Randomized Clinical Trial to Evaluate the Regenerative Capacity of CardioCell in Patients With Chronic Ischaemic Heart Failure (CIHF)

Phase 2

Completed

• Conditions: Heart Failure
• Interventions: Drug: Placebos; Drug: CardioCell

• Registration Number: NCT03418233
• Lead Sponsor: John Paul II Hospital, Krakow

Brief Summary

The main objective of the CIRCULATE project is to compare the clinical outcomes of CardioCell administration in treatment of ischemic damages of cardiovascular system with control group, who will receive the placebo.

Detailed Description

The CIHF trial will enroll 105 patients with randomization into active and placebo therapy with 2:1 ratio.

Additional 5-10 subjects meeting inclusion/exclusion criteria will receive, in a non-blinded fashion, labelled CardioCell to determine the early myocardial uptake and retention of IMP.

The primary research question of this project is to check if the administration of CardioCell could improve the clinical outcomes in patients with CIHF. There are several secondary questions, defined by secondary endpoints in each cohort, e.g.: if the investigated treatment is possible to administered, if the investigated treatment and way of CardioCell administration is safe, if it is possible to define any selected subgroup in which the treatment results are significantly different than in whole group.

Study Timeline

• Study First Submitted: 2018-01-25
• Study First Submitted QC: 2018-01-25
• Study First Posted: 2018-02-01
• Study Start: 2018-04-19
• Primary Completion: 2021-01-27
• Study Completion: 2021-03-31
• Status Verified: 2021-04
• Last Update Submitted: 2021-04-08
• Last Update Posted: 2021-04-09

Recruitment & Eligibility

• Status: COMPLETED
• Sex: All
• Target Recruitment: 115

Inclusion Criteria

• Patients aged 18-80 years
• Diagnosis of ischemic heart failure (supported by history of CAD or revascularization by PCI or CABG procedure) without known need for revascularization or feasibility of revascularization
• Substantial chronic ischemic myocardial injury as demonstrated by LVEF ≤45% by SPECT and the clinical stage of NYHA II or III
• At least 50% viable myocardium (SPECT)
• Patency of at least two major coronary arteries and/or bypass grafts supplying their territories (confirmed in angiography within 12 months)
• Clinically stable CIHF for at least 3 months on guideline recommended therapy
• Signed informed consent

Exclusion Criteria

• Other than ischemic cause of cardiomyopathy
• Less than 3 months from any substantial therapeutic intervention (such as, e.g.
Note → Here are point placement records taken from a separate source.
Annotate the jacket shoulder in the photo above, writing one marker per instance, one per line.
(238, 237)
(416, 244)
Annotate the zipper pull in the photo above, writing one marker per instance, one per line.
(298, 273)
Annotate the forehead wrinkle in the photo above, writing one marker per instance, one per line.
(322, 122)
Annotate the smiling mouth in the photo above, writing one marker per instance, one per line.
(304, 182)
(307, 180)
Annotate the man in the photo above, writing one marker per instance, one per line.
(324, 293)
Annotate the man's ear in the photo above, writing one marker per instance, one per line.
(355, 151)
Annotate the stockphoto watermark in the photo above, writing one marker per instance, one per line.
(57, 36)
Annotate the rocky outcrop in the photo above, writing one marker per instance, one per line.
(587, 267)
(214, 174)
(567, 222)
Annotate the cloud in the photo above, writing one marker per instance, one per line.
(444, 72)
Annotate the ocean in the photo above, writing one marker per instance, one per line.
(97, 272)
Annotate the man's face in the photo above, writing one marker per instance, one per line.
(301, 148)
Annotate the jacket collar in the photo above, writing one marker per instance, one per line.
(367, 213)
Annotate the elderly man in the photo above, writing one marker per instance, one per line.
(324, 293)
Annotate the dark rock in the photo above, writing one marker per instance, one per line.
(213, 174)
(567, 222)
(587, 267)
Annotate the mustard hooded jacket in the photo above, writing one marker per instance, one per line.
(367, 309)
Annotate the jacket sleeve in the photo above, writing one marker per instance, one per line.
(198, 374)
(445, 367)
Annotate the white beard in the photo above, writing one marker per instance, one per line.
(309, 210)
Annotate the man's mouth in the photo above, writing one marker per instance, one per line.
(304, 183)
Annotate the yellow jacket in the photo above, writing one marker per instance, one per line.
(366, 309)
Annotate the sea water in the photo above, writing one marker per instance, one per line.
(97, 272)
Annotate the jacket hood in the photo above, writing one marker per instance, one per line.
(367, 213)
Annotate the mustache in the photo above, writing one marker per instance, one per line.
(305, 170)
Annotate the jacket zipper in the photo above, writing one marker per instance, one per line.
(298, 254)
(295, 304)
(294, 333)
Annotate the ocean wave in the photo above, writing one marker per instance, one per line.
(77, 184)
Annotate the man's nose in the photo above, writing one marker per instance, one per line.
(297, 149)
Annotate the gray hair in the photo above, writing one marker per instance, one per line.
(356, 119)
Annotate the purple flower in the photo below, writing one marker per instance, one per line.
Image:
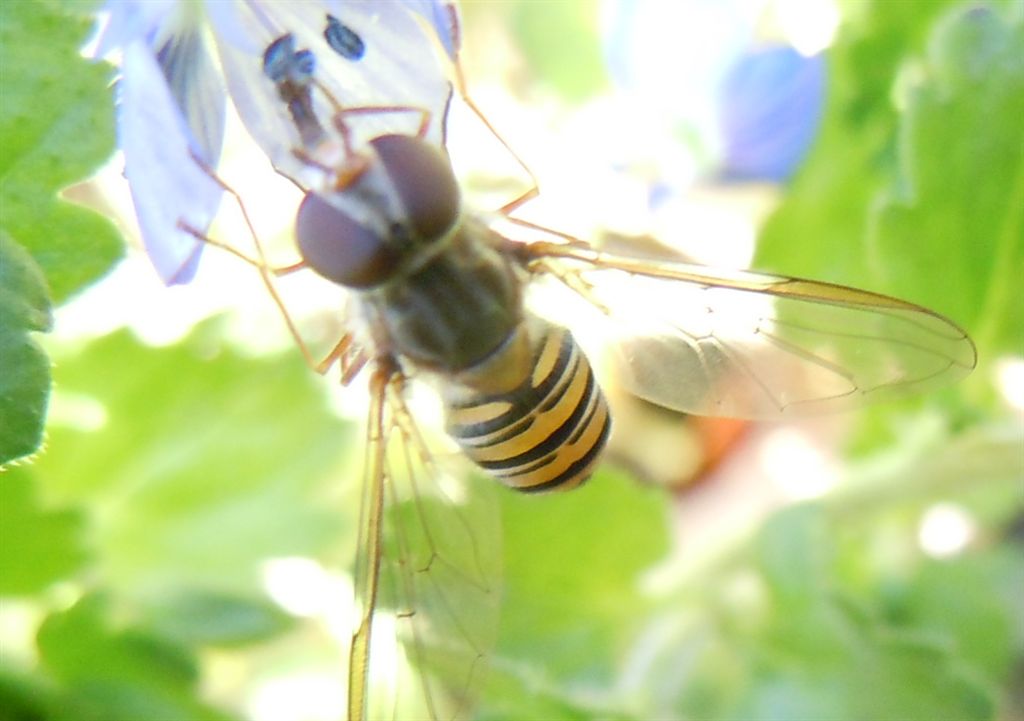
(180, 60)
CRT/ICD fitting or revascularization)
• Less than 3 months from ACS
• BMI lower than 18 or greater than 45kg/m2
• Severe valvular heart disease or left ventricle aneurysm requiring aneurysmectomy or other structural interventions
• Candidate for heart transplantation
• Active or any history of malignancy or tumor
• Moderate or severe immunodeficiency
• Chronic immunosuppressive therapy
• Acute or chronic infection
• Coagulopathies
• Known alcohol or drug dependence
• Severe renal dysfunction (eGFR<20mL/min)
• Soft tissue disease or local infection in a place of required artery puncture
• Pregnancy or breastfeeding
• Females of childbearing potential who do not use a highly effective method of contraception
• Females of childbearing potential in absence of a negative highly sensitive urine or serum pregnancy test
• Participation in any other clinical research study that has not reached the primary efficacy endpoint or otherwise would interfere with the patient's participation in this project
• Life expectancy < 12 months
• Any objective or subjective reason for inability to attend follow-up visits
• Any concurrent disease or condition that, in the opinion of the investigator, would make the patient unsuitable for participation in the project

Study & Design

• Study Type: INTERVENTIONAL
• Study Design: PARALLEL

Arm && Interventions

Group	Intervention	Description
Control Group	Placebos	Patients randomized to the placebo group will receive Placebos consist 0.9% NaCl and 5% albumin injections (in the same volumes as CardioCell) via the coronary arter(ies)/bypass grafts. The CardioCell and placebo are distributed encoded, in an indistinguishable form.
Active Group	CardioCell	Patients randomized to the active treatment group: Transcoronary or trans-bypass graft administration of CardioCell consist 30 000 000 cells (suspended in 20 ml of 0.9% NaCl and 5% albumin) will be performed using a dedicated cell delivery catheter. The cell delivery catheter is a typical coronary balloon catheter that is CE marked (1.2x10 mm balloon, RX system) modified to include cell delivery perforations in the balloon section of the catheter. The cell delivery catheter has been demonstrated not to affect cell viability or other cell properties.

Primary Outcome Measures

Name	Time	Method
Left ventricle ejection fraction (LVEF) increase	6 months FU	Left ventricle ejection fraction (LVEF) increase, assessed by SPECT at 6M FU vs. during index (baseline) imaging - comparison between two groups (active vs placebo therapy).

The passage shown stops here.